Consistent with this narrative, Senstad’s text-based video installation, Money Above All – Russian Version (2022) by the artist’s holding company-as-art-work, GGM Holdings, is part of her activistic web project issuing not-for-sale NFTs of corporate-military aesthetics and text-based art that critique the current era’s war climate and the arms industry. With the diptych text piece Liquid Assets in Chinese and English (2020-2023) in dialogue with the static neon sculpture Ascension/Descension Graph X, (2023), Senstad addresses the notion of a human being’s intrinsic value in the context of financial and corporate scaling systems. Further, the sculptural abstraction Portal for Perpetuity VII, (2023) intimates nature's perpetual cycle of regeneration and how mankind’s present grappling with notions of scarcity and of infinity through scientific progress and technological innovations continue to advance the human enterprise.
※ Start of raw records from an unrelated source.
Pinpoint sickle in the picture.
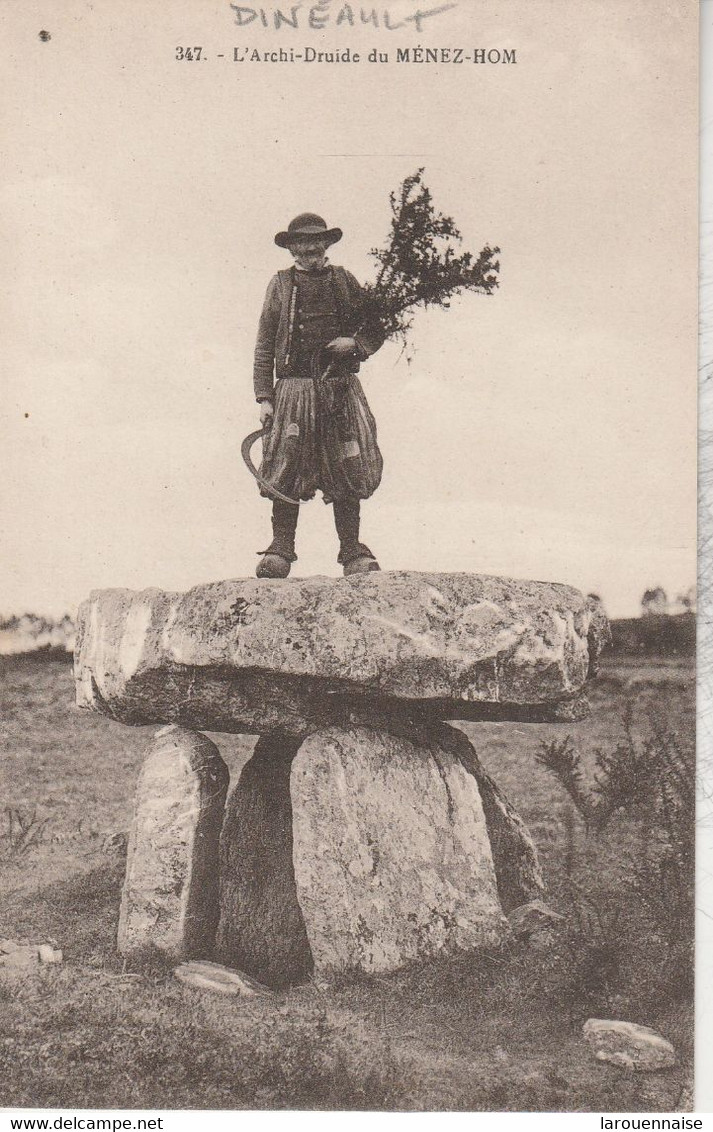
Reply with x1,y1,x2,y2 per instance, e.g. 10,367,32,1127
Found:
240,428,300,507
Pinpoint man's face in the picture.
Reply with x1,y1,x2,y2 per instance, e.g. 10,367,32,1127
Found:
290,235,328,272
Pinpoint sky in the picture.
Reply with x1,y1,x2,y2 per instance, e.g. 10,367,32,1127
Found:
0,0,698,616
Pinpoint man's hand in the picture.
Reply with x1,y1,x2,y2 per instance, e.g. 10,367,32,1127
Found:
327,338,357,358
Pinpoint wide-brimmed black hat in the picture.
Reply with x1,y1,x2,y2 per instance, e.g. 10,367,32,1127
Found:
275,213,343,248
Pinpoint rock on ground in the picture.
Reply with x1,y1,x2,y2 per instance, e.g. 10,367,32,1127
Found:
216,737,312,986
291,728,507,974
507,900,565,938
75,572,608,735
583,1018,676,1072
173,960,272,998
118,726,229,959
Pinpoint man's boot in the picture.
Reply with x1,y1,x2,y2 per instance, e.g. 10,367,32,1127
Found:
255,499,300,577
334,496,380,577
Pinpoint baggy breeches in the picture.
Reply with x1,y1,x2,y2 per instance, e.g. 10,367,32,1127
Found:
259,374,384,503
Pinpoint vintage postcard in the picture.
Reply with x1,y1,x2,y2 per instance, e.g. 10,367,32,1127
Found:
0,0,698,1113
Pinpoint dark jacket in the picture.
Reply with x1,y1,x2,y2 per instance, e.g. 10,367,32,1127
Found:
252,267,384,401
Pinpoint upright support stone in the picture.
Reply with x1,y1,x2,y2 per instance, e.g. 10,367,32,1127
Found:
291,728,507,974
435,723,544,912
216,736,312,986
118,726,229,959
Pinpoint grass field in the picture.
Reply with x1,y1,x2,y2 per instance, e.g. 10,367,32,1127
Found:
0,657,695,1112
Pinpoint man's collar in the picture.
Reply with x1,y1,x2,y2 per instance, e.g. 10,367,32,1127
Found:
294,258,332,275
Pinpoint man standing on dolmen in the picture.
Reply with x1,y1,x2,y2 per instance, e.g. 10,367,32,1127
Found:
254,213,384,578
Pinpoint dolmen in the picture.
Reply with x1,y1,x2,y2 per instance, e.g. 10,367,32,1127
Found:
75,572,609,987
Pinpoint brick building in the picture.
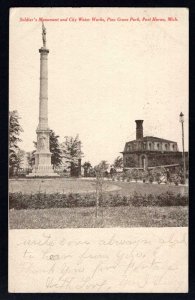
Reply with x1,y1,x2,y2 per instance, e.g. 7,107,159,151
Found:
121,120,188,169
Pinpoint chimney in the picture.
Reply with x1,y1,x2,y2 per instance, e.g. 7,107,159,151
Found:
135,120,143,140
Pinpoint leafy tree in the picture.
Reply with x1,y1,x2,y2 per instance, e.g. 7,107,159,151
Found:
9,110,23,176
83,161,92,177
113,156,123,169
62,135,83,176
26,150,36,168
50,130,62,168
15,148,26,175
96,160,109,173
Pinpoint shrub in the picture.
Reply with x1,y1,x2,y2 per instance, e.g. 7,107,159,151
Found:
9,192,188,210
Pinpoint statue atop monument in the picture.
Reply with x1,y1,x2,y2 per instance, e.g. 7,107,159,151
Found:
42,21,46,48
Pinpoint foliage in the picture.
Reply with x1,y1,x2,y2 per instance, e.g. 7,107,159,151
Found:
9,110,23,176
49,130,62,168
26,150,36,168
113,156,123,169
9,192,188,209
61,135,83,176
82,161,92,177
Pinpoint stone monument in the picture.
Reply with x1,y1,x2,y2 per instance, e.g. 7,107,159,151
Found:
27,22,59,177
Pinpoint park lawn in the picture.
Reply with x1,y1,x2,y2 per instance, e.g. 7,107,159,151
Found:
9,206,188,229
109,181,188,196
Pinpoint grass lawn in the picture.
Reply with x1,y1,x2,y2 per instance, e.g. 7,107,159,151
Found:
9,206,188,229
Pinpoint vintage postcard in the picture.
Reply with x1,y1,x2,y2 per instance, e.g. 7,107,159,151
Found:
9,7,189,293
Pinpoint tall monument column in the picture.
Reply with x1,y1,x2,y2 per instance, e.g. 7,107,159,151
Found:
28,23,59,177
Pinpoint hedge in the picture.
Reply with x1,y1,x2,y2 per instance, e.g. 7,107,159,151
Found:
9,192,188,209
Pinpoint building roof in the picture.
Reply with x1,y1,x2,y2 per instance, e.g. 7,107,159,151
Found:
126,136,176,144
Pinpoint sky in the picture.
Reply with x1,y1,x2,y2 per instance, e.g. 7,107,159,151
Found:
9,8,189,165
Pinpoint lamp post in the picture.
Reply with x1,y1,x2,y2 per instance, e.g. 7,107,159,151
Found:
179,112,186,184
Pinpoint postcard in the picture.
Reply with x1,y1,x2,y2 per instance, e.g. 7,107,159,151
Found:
9,7,189,293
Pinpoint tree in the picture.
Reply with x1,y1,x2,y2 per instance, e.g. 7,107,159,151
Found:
83,161,92,177
26,150,36,168
94,160,107,218
50,130,62,168
62,135,83,176
15,148,25,175
113,156,123,169
9,110,23,176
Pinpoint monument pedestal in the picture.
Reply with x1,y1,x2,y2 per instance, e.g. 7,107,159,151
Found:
27,25,59,177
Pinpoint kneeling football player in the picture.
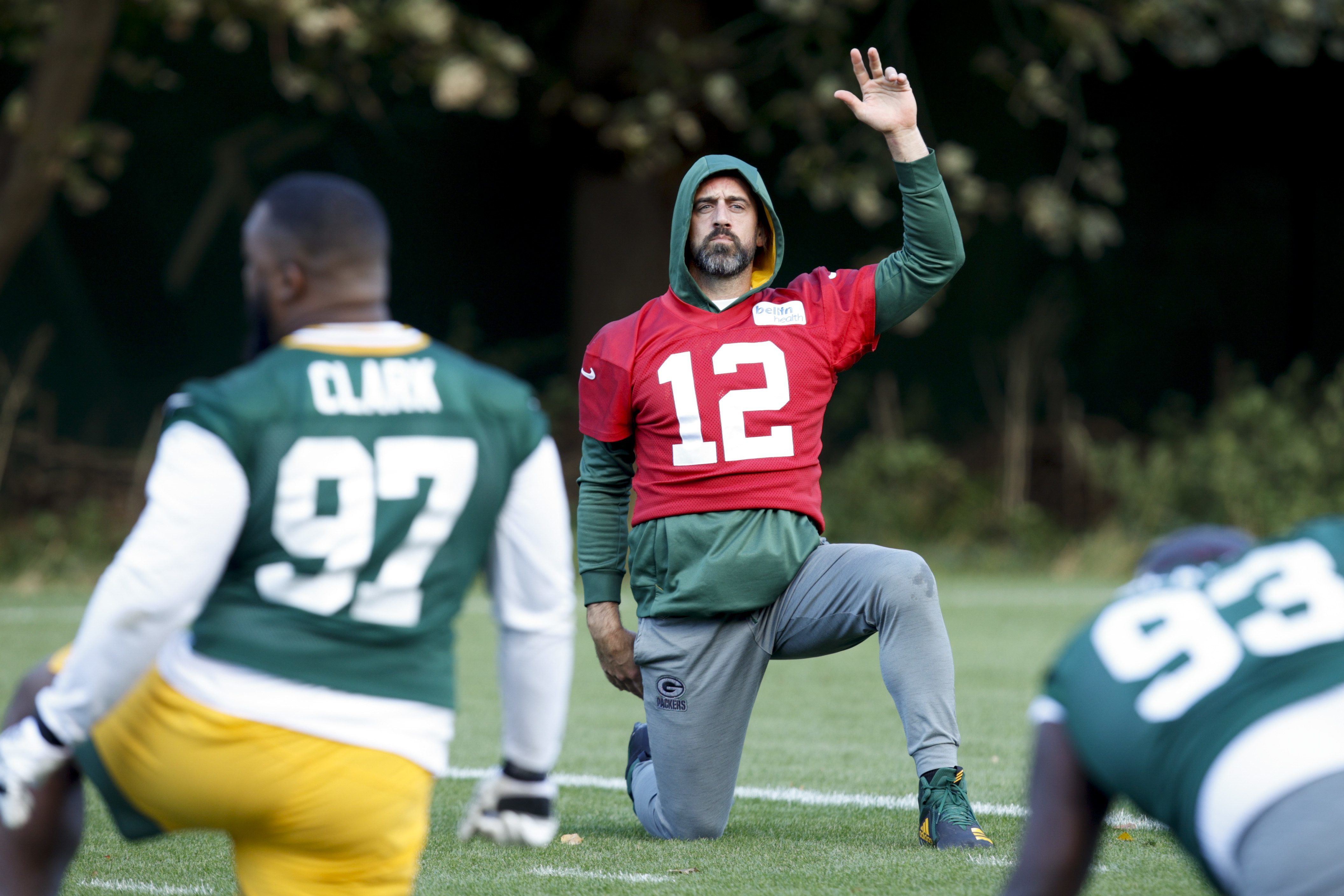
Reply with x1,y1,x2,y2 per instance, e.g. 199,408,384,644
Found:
1005,517,1344,896
578,50,991,848
0,175,574,896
And as the ideological debates of said human enterprise continue into the twenty-first century, as alternative value systems are posited in response to class divisions wrought by an acceleration of the Anthropocene, Senstad returns to Marx with IST-MARX MARX-IST, (2023), a play on the German word “ist” invoking Shakespeare’s famous line from Hamlet, (Act 3, Scene 1) — ”To be or not to be” —to elucidate the famous ideologues’ impact on today’s existential struggle between freedom, human rights and civil rights.
Senstad’s ongoing research project Capitalism in the Public Realm is presented in depth on the platform Capitalism in the Public Realm in dialogue with the exhibition.
The exhibition is supported by Office for Contemporary Art Norway
Anne Katrine Senstad is a Norwegian interdisciplinary artist based between New York and Oslo. Her practice includes installation art, spatial light sculpture and site specificity, photography, video and film, - and text based art, with a focus on the phenomena of perception and the cognitive system in response to the properties of light, sound, and color. She is concerned with sensorial aesthetics and ethics - the transformative and transcendental ideas of art and philosophical practice. Senstad has exhibited widely internationally, including Kunsthal Regelbau 411, Denmark (2023), Seinajoki Kunsthall, Finland (2021), S12 Gallery, Norway (2021), Kai Art Center, Estonia (2020), Freight & Volume Gallery, New York (2020), He Xiangning Art Museum, Shenzhen (2019), Good Children Gallery, New Orleans (2017, 2023), Bruges Art and Architecture Triennale, Belgium, (2015), 55th and 56th Venice Biennales (Collaterali Eventi), (respectively 2013 and 2015). She is the recipient of numerous artist grants including The Norwegian Governmental Grant for Artists, Arts Council Norway, Office for Contemporary Art Norway, Association of Visual Artists, Norway, Fritt Ord, Norway, Rauschenberg Foundation Emergency Grant, New York, Foundation for Contemporary Art Emergency Grant, New York. A monograph on her monumental light sculpture practice, Neon Guides Me was published by Praun & Guermouche in 2022, marking her third artist book. Senstad is a member of Association of Visual Artists, Norway and The Film-makers Cooperative, New York.